In order to proof or refute these two opposing hypotheses we propose to perform a study in the Eastern Alps where both glaciated and never-glaciated regions exist in direct spatial proximity. We pose three specific questions that will be answered by this project. (1) Where do we observe elevated low-relief landscapes and incised landscapes within the Eastern Alps? (2) When did low relief- and incised landscapes form and at which rates? (3) How did the observed topographic pattern evolve over time?

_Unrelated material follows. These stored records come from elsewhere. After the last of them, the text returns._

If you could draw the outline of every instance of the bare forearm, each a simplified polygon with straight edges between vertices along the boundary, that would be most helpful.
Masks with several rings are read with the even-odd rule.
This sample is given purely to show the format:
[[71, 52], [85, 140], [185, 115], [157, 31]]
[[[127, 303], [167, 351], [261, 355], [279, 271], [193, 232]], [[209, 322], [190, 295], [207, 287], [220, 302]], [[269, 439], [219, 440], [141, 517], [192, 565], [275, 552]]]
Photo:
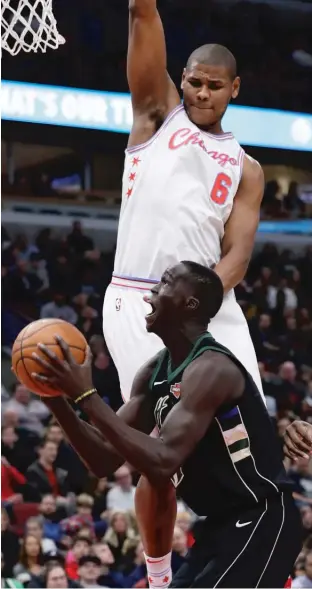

To reach these goals we will perform a series of analyses in two adjacent areas that were and were not covered by ice during the Pleistocene glaciations. The two key areas are perfectly complementary as they feature a similar lithological and structural inventory but differ with respect to their glacial history. We plan three major work packages: (1) We will map the regional pattern of elevated low relief and incised landscapes by compiling existing maps and analyzing digital elevation models. (2) We will apply cosmogenic nuclide dating to determine the absolute age of landforms (via cave proxies) and compute incision rates. (3) We will model multiple scenarios to constrain the time-dependent evolution of elevated low relief and incised landscapes during cold and warm climate conditions.

By integrating the results of these three methodically independent work packages, we are well-positioned to proof or refute the two opposing hypotheses in order to infer drivers of landscape evolution in the Eastern Alps. Beyond the Eastern Alps, findings from this project will have far reaching implications on the understanding of relief formation and destruction in mid-latitude mountain ranges.